In 1973, he wrote and directed the semiautobiographical American Graffiti (1973) which won the Golden Globe and garnered five Academy Award nominations. This gave him the clout he needed for his next daring venture. From 1973 to 1974, he began writing the screenplay which became Star Wars: Episode IV - A New Hope (1977). He was inspired to make this movie from Flash Gordon and the Planet of the Apes films. In 1975, he established ILM. (Industrial Light & Magic) to produce the visual effects needed for the movie. Another company called Sprocket Systems was established to edit and mix Star Wars and later becomes known as Skywalker Sound. His movie was turned down by several studios until 20th Century Fox gave him a chance. Lucas agreed to forego his directing salary in exchange for 40% of the film's box-office take and all merchandising rights. The movie went on to break all box office records and earned seven Academy Awards. It redefined the term "blockbuster" and the rest is history.

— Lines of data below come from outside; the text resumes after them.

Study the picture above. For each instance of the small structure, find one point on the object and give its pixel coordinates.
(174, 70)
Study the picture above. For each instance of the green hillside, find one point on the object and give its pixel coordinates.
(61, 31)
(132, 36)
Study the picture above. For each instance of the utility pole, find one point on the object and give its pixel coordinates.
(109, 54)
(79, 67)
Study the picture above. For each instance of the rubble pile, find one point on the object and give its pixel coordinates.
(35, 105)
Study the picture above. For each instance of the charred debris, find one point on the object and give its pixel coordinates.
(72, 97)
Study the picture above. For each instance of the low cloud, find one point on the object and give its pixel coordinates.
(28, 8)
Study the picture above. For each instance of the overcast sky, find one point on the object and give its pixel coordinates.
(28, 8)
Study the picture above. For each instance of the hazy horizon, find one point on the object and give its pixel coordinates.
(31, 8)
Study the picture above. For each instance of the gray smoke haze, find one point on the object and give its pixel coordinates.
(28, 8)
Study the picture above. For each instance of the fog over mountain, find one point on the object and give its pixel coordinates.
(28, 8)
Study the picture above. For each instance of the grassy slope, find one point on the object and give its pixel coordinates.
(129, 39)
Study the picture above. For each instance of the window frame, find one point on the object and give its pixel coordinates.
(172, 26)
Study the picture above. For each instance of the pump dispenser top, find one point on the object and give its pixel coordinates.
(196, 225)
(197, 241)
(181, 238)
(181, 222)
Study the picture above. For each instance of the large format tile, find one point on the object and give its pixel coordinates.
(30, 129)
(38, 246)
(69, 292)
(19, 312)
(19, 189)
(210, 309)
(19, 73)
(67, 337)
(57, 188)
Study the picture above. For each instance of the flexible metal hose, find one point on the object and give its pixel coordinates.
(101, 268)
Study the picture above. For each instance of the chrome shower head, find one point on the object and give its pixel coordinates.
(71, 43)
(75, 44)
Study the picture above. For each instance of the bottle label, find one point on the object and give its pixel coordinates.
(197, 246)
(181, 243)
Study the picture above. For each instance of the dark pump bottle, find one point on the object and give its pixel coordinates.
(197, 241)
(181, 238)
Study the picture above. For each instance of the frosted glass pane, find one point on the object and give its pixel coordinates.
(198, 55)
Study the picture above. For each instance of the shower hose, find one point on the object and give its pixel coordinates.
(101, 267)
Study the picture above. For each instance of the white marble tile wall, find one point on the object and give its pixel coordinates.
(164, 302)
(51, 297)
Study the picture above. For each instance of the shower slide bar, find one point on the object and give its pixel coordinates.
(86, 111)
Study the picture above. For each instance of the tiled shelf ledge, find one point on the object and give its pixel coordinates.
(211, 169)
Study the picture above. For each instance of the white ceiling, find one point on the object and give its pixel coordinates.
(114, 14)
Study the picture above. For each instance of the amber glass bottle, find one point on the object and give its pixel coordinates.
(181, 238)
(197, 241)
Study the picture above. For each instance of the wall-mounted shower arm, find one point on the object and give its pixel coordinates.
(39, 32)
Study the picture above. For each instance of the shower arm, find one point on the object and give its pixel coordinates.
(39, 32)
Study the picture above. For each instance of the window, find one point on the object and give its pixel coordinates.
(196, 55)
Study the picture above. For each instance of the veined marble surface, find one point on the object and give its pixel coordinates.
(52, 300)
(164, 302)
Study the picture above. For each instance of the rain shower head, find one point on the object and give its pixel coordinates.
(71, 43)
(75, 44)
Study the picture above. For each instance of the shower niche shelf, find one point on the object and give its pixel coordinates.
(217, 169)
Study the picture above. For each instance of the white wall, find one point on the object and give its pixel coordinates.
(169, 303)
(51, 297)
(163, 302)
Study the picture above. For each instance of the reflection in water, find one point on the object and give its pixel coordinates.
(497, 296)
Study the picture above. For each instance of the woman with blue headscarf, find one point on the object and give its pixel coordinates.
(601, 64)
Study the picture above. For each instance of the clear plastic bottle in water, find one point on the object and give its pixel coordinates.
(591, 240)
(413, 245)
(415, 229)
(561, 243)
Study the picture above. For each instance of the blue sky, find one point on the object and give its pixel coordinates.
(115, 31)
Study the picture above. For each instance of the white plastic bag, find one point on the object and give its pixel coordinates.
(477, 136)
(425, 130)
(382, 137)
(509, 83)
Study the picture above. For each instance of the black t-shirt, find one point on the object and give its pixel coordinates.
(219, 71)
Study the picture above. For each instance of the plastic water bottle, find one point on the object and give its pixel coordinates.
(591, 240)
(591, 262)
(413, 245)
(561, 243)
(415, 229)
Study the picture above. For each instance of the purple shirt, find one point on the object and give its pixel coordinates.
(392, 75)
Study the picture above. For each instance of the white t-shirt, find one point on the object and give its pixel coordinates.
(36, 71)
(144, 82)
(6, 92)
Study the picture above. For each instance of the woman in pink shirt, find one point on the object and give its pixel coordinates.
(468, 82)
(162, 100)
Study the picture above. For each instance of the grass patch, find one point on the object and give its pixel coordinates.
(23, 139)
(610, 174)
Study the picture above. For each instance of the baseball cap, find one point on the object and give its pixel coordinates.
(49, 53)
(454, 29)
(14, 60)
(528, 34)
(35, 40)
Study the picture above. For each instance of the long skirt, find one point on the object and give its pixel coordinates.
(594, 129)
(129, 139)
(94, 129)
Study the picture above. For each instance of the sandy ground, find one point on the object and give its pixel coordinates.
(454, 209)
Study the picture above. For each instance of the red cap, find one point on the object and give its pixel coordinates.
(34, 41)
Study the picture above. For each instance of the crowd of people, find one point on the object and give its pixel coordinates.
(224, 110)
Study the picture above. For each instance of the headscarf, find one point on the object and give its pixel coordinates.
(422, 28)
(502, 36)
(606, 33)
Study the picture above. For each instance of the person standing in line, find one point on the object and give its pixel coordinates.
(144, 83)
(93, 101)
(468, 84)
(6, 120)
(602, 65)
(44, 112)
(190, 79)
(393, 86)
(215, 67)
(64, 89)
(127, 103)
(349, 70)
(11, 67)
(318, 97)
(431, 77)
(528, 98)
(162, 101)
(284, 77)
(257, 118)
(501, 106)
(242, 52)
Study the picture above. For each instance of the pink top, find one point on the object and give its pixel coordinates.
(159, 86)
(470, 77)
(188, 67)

Lucas made the other Star Wars films and along with Steven Spielberg created the Indiana Jones series which made box office records of their own. From 1980 to 1985, Lucas was busy with the construction of Skywalker Ranch, built to accommodate the creative, technical, and administrative needs of Lucasfilm. Lucas also revolutionized movie theaters with the THX system which was created to maintain the highest quality standards in motion picture viewing.
He went on to produce several more movies that have introduced major innovations in filmmaking technology. He is chairman of the board of the George Lucas Educational Foundation. In 1992, George Lucas was honored with the Irving G. Thalberg Award by the Board of Governors of the Academy of Motion Picture Arts and Sciences for his lifetime achievement.
He reentered the directing chair with the production of the highly-anticipated Star Wars prequel trilogy beginning with Star Wars: Episode I - The Phantom Menace (1999) . The films have been polarizing for fans and critics alike, but were commercially successful and have become a part of culture. The animated spin-off series Star Wars: The Clone Wars (2008) was supervised by Lucas. He sold Lucasfilm to Disney in 2012, making co-chair Kathleen Kennedy president. He has attended the premieres of new Star Wars films and been generally supportive of them.